Kim’s Story: Our Journey on the Spectrum
We’ve shared about Autism Spectrum Disorder before, here, here and here, but now we decided to tell Kim’s story, and our journey on the spectrum (without knowing we were there). Because when a child is on the spectrum, the journey involves the whole family. This article studies the effects of autism on the family.
To start at the beginning read this post, then follow the links.
This begins “Chapter 6”.
Kim’s Story Chapter 6: The Skinny Begins
To state it like a cliché, Kim tipped the scales at 5 pounds 8 ounces when she was born. That’s barely tipping the scales, isn’t it? At least she was just heavy enough not to be considered a preemie, which kept us out of the experience of that hospital nursery. And she was physically strong and healthy, so she didn’t need any type of medical intervention.
Kim was an easy baby. By that I mean she hardly ever cried, even when she was hungry. I had to start noting the clock so I would remember to feed her. At least when my body didn’t tell me it was time. She would lay quietly in her bassinet, sucking on her thumb and forefinger. Somehow her tummy didn’t relay the message to her brain that she was hungry. As I said before, her brother just older than her loved to eat. He never forgot to let me know when he wanted food. Even our first child, who remained smallish, always ate good sized portions. So this switch caught me unawares.
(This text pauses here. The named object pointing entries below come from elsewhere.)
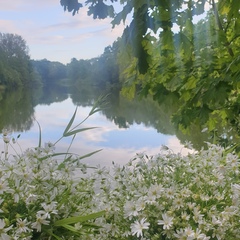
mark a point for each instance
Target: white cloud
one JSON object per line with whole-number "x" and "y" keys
{"x": 57, "y": 35}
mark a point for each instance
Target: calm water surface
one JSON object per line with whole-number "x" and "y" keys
{"x": 118, "y": 142}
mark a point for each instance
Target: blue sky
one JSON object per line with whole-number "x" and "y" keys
{"x": 54, "y": 34}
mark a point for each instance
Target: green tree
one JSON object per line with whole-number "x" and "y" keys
{"x": 165, "y": 50}
{"x": 15, "y": 66}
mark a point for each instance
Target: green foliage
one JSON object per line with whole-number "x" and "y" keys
{"x": 15, "y": 67}
{"x": 170, "y": 52}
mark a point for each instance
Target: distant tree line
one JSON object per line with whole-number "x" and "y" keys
{"x": 15, "y": 66}
{"x": 17, "y": 69}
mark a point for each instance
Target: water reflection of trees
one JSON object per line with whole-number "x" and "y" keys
{"x": 17, "y": 111}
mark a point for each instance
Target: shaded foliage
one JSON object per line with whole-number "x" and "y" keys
{"x": 15, "y": 66}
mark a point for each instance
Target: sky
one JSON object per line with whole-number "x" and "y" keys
{"x": 54, "y": 34}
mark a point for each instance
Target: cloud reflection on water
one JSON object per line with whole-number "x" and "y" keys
{"x": 119, "y": 145}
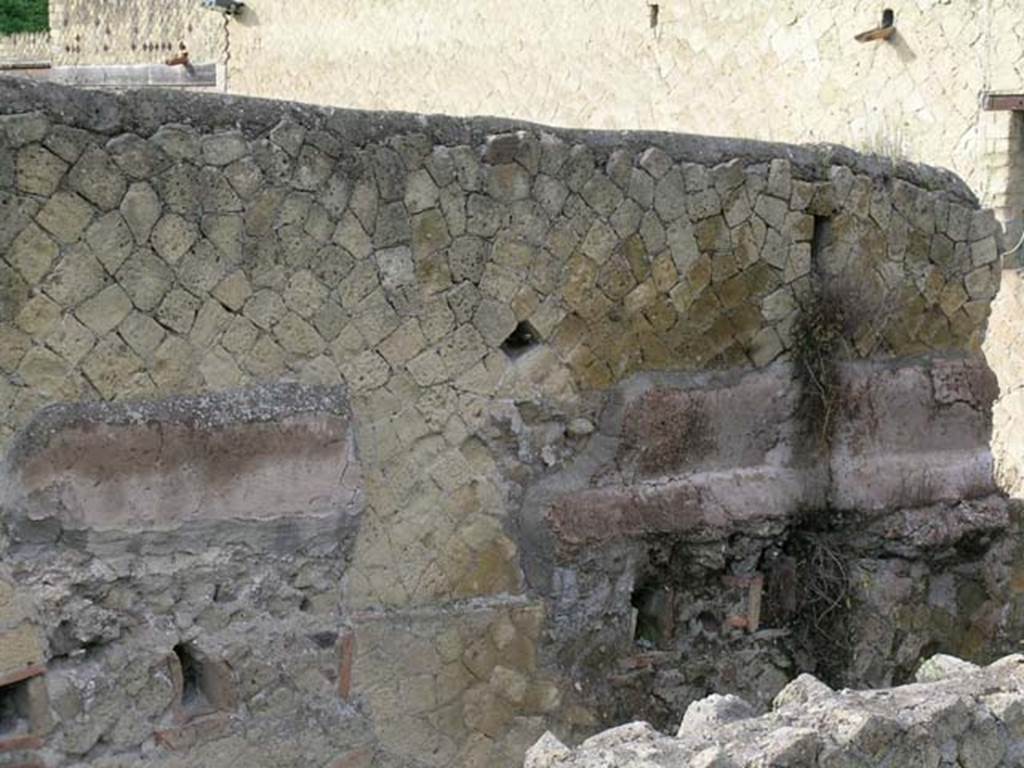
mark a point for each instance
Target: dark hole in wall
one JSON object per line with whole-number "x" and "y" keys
{"x": 521, "y": 340}
{"x": 820, "y": 240}
{"x": 653, "y": 10}
{"x": 14, "y": 710}
{"x": 654, "y": 612}
{"x": 325, "y": 640}
{"x": 194, "y": 698}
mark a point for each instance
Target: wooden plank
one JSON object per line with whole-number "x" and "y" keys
{"x": 132, "y": 76}
{"x": 1003, "y": 102}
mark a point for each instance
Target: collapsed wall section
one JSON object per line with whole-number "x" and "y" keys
{"x": 395, "y": 439}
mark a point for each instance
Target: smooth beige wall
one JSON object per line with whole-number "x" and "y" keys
{"x": 777, "y": 70}
{"x": 780, "y": 71}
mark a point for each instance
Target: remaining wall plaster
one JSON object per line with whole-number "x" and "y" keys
{"x": 488, "y": 322}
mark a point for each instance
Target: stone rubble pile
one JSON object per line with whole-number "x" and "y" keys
{"x": 956, "y": 714}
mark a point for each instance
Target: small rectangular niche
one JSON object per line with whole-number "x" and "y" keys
{"x": 24, "y": 709}
{"x": 15, "y": 711}
{"x": 206, "y": 684}
{"x": 523, "y": 338}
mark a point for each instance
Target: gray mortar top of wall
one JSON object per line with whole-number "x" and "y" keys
{"x": 260, "y": 403}
{"x": 143, "y": 112}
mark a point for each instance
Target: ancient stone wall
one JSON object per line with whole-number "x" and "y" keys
{"x": 389, "y": 439}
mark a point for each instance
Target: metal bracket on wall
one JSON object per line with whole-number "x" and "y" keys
{"x": 1003, "y": 101}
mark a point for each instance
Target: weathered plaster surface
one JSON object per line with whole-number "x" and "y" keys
{"x": 535, "y": 381}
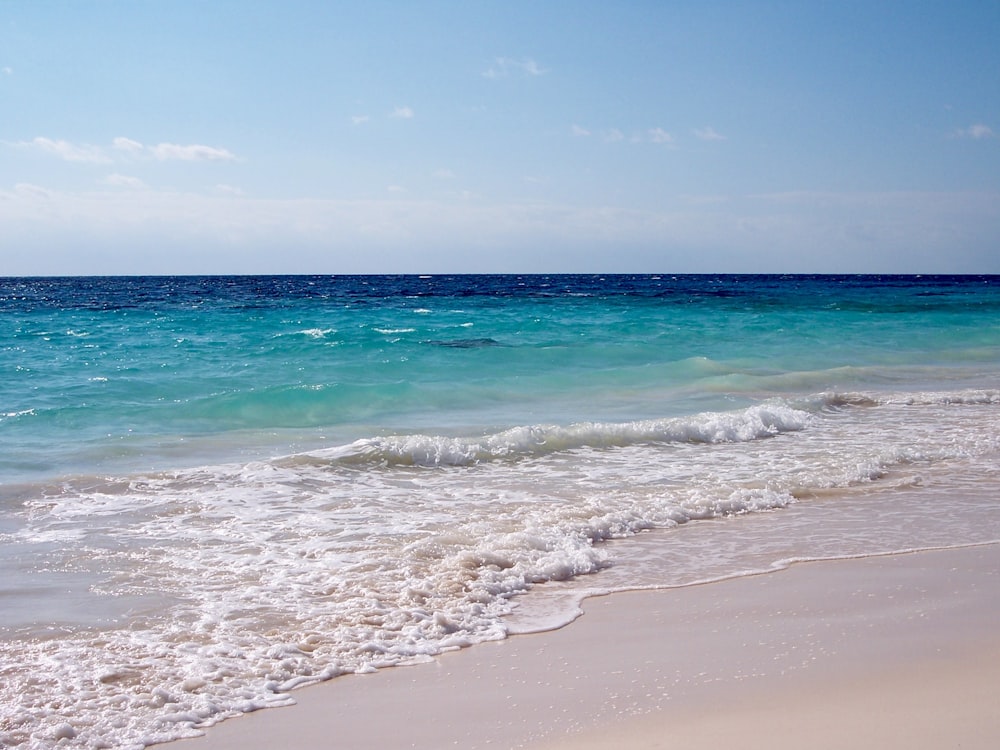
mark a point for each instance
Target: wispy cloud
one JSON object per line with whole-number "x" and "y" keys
{"x": 506, "y": 66}
{"x": 128, "y": 145}
{"x": 976, "y": 132}
{"x": 194, "y": 152}
{"x": 659, "y": 135}
{"x": 68, "y": 151}
{"x": 708, "y": 134}
{"x": 121, "y": 180}
{"x": 127, "y": 148}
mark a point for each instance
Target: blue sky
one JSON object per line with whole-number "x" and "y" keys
{"x": 427, "y": 137}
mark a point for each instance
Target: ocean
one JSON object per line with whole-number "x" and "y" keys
{"x": 215, "y": 490}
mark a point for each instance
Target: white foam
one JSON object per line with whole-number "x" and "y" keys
{"x": 275, "y": 574}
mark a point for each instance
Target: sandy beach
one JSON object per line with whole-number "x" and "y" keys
{"x": 893, "y": 651}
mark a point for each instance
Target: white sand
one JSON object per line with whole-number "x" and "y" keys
{"x": 888, "y": 652}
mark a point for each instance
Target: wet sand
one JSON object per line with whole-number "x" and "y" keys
{"x": 895, "y": 651}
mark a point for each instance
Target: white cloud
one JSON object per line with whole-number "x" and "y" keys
{"x": 121, "y": 180}
{"x": 194, "y": 152}
{"x": 708, "y": 134}
{"x": 505, "y": 66}
{"x": 127, "y": 147}
{"x": 127, "y": 144}
{"x": 212, "y": 233}
{"x": 977, "y": 132}
{"x": 68, "y": 151}
{"x": 659, "y": 135}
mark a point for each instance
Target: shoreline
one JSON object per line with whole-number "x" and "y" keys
{"x": 897, "y": 650}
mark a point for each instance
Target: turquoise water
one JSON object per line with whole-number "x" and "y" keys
{"x": 213, "y": 490}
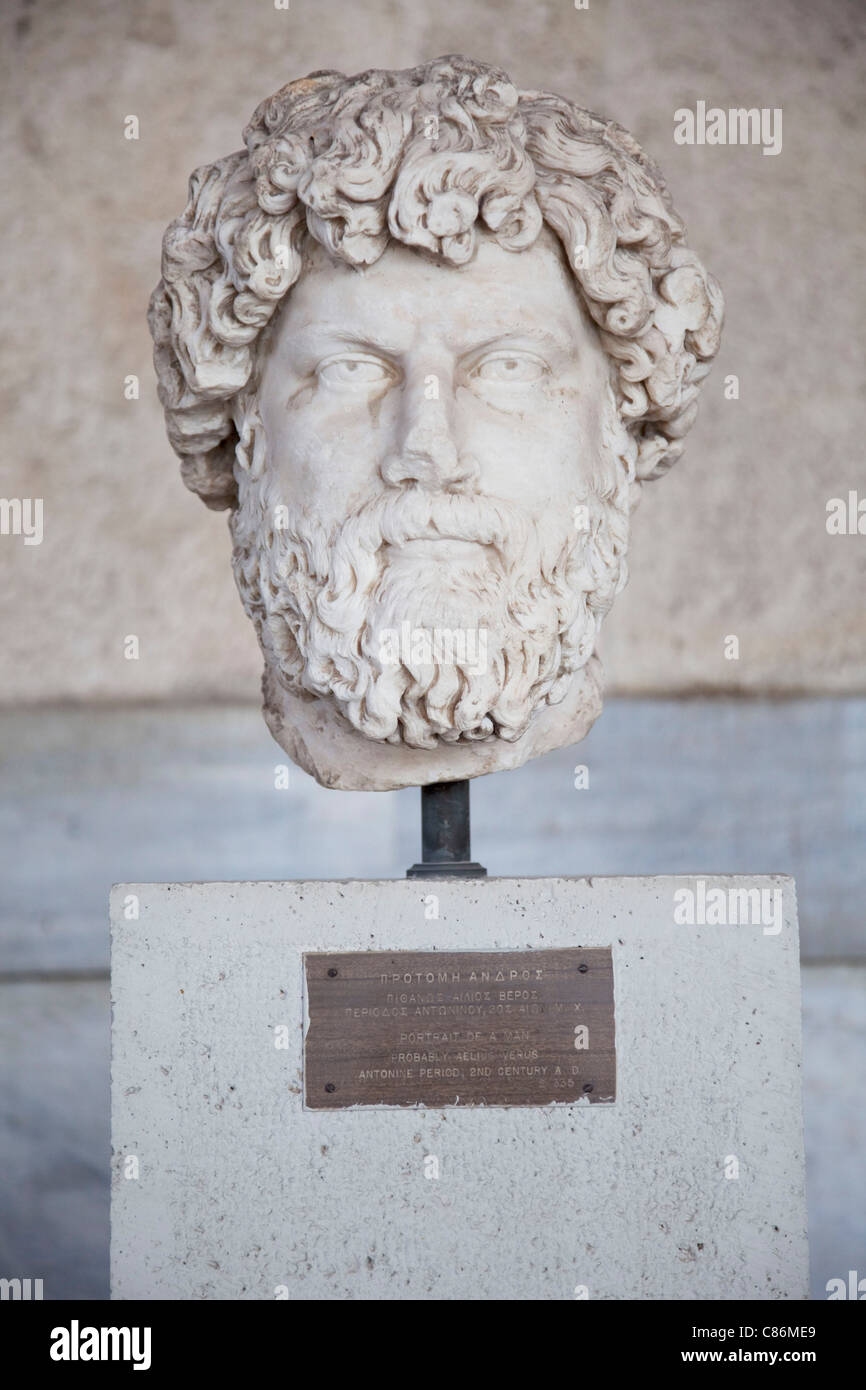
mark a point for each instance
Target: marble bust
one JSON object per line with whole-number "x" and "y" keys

At her first check up the doctor said she was healthy and seemed well, but she had lost a couple of ounces. That wasn’t an option. After that we got quite religious about feeding her.
Or trying to. She would eat what she wanted, then quit. There was no nudging or encouraging her to eat more. When she was done, she was done.
At her three month check up the doctor was concerned. Kim hadn’t doubled her birth weight, which is kind of a chart-line they followed at that time. Maybe still do. Instead of 12 pounds at three months, she was somewhere around 10. The doctor suggested supplementing with bottles in-between her regular nursing times. Bottles with oil in the formula for added calories!
I was excited to begin this experiment.
We would get our little sweetie fattened up in no time. I have to say here that we were used to how she looked, and didn’t think she looked too skinny or weak. We were used to her lean look, and since she was strong and healthy, we weren’t very worried. There had been skinny babies in my family’s past, and Kim’s daddy hadn’t been very big, either. I don’t remember even my worrywart sister-in-law making any comments about Kim’s weight.
But the scales. They spoke the truth, and I didn’t like the low numbers it kept showing us.
So I bought bottles and nipples and formula and the very healthiest oil. I carefully prepared a bottle, and added the prescribed amount of oil. An hour and a half after her first nursing session of the day, I sat down on the rocker and told her she was going to get fat.
She blew me off. She wouldn’t even suck the nipple of the bottle. I coaxed and cajoled and cried and… nothing. She wasn’t hungry, and she wasn’t going to eat. Was there any way she could have absorbed my own utter disgust at putting oil into formula, which I thought I was successfully hiding? I could never swallow any fat from meat, even bacon, so how could I expect her to drink oily milk? Sigh. I suppose that might be partly what happened, although she could have inherited my taste aversions just as much as absorbed my (hidden) attitude.
And when a baby trusts you to feed her only the best, and snuggles happily in your arms – as long as you’re not trying to force her to eat – what do you do? We gave it our best shot, but she never did reach the bottom line of the baby weight charts. Consoling ourselves that she was average on the height charts didn’t quite mean the same thing.
And that’s the skinny of her early months.
It set a precedent that continued until her early teens, which is another part of this story. Which I can’t imagine even trying to tell at this point.
But even though those months held some worry about her weight, we were blissfully expecting the best. In every other way she was keeping up with normal growth progression, and we loved our baby girl so very much.